Em meio a tudo isso, as vozes dos moradores locais raramente são ouvidas. Em 2012, a construção de um teleférico de R$75 milhões na Providência causou a demolição de dezenas de casas e a principal praça pública da comunidade, tendo sido desativado apenas dois anos depois. “Mesmo a gente dizendo que a nossa prioridade não era o teleférico, [que] a nossa prioridade era saneamento básico, vagas nas creches para as crianças, saúde, educação… [eles] construíram esse teleférico”, explicou Cosme Felippsen, guia de turismo e morador da Providência. Mais acima na comunidade, depois da estação do teleférico, outras dezenas de casas foram demolidas e seus moradores removidos para que, supostamente, fossem feitas melhorias que os beneficiariam—embora a comunidade tenha, com sucesso, impedido outras remoções por meio de uma batalha judicial que mostrou que os moradores não estavam de fato de acordo com tais melhorias.
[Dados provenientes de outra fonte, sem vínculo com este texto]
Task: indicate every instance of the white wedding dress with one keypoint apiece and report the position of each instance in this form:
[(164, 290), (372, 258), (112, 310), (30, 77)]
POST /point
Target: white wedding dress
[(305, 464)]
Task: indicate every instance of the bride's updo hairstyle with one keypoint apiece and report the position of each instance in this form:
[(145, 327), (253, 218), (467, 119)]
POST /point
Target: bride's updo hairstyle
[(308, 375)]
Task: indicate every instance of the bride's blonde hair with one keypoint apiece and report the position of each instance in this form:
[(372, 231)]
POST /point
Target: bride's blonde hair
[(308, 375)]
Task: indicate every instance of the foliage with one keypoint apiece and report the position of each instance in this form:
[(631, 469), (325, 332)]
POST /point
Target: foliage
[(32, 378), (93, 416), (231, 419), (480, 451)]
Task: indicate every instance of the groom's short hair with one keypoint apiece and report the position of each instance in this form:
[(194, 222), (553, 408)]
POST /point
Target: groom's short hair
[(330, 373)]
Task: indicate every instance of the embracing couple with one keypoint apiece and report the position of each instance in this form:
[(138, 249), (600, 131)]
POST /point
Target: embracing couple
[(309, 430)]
Em um seminário feito em outubro para marcar os 10 anos do lançamento do Porto Maravilha, os painéis de debate incluíram “Lutas espaciais e antirraciais na Pequena África” e “Estigmatização territorial e as políticas de repovoamento da Região Central do Rio”. Tais análises ainda não exerceram influência aparente sobre os tomadores de decisões que influenciam a região.
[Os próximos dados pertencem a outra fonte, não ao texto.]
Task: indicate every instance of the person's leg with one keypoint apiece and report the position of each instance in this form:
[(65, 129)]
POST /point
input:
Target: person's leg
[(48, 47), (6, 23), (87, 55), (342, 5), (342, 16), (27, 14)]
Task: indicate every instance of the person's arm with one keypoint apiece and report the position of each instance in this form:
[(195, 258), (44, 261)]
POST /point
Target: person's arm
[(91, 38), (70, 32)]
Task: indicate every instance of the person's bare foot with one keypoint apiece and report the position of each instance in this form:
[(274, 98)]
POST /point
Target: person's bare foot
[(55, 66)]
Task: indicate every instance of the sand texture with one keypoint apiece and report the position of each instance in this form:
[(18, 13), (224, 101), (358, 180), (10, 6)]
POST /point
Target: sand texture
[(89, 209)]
O desenvolvimento da Região Portuária tem causado gentrificação. Um fluxo de negócios foi atraído para a área pelo preço barato dos imóveis e pelas construções históricas espaçosas, ideais para serem reformadas e transformadas em espaços de trabalho modernos—o YouTube abriu até um escritório em um armazém no cais da Gamboa. Em outubro, Crivella lançou o programa de inovação labGov.Rio em Santo Cristo. Com um custo de R$2,5 milhões para a prefeitura do Rio, o espaço terá capacidade para até 144 start-ups. Enquanto tais incentivos são bem-vindos para a economia do Rio, eles também sinalizam um golpe contra a população de baixa renda da região, que compõe a maioria, por levarem a um aumento no valor da terra e das propriedades.
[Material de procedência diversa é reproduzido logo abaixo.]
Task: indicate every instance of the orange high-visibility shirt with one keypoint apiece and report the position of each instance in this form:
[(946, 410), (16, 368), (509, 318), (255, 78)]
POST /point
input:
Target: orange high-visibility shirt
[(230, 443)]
Enquanto isso, o futuro da habitação social e acessível na região parece sombrio. Recentemente, em outubro, a Companhia de Desenvolvimento Urbano da Região do Porto do Rio de Janeiro (CDURP) começou a leiloar grandes lotes de terra. Essas terras foram compradas por empresas como a Unimed, que se destaca no ramo dos planos de saúde. Além disso, enquanto o Prefeito Crivella assinou no ano passado um acordo em parceria com o setor de habitação da Caixa Econômica Federal prometendo a construção de 5.000 unidades habitacionais por meio do programa Minha Casa Minha Vida, na última semana Gustavo Canuto, Ministro de Desenvolvimento Regional, anunciou que o programa Minha casa Minha vida será descontinuado em breve.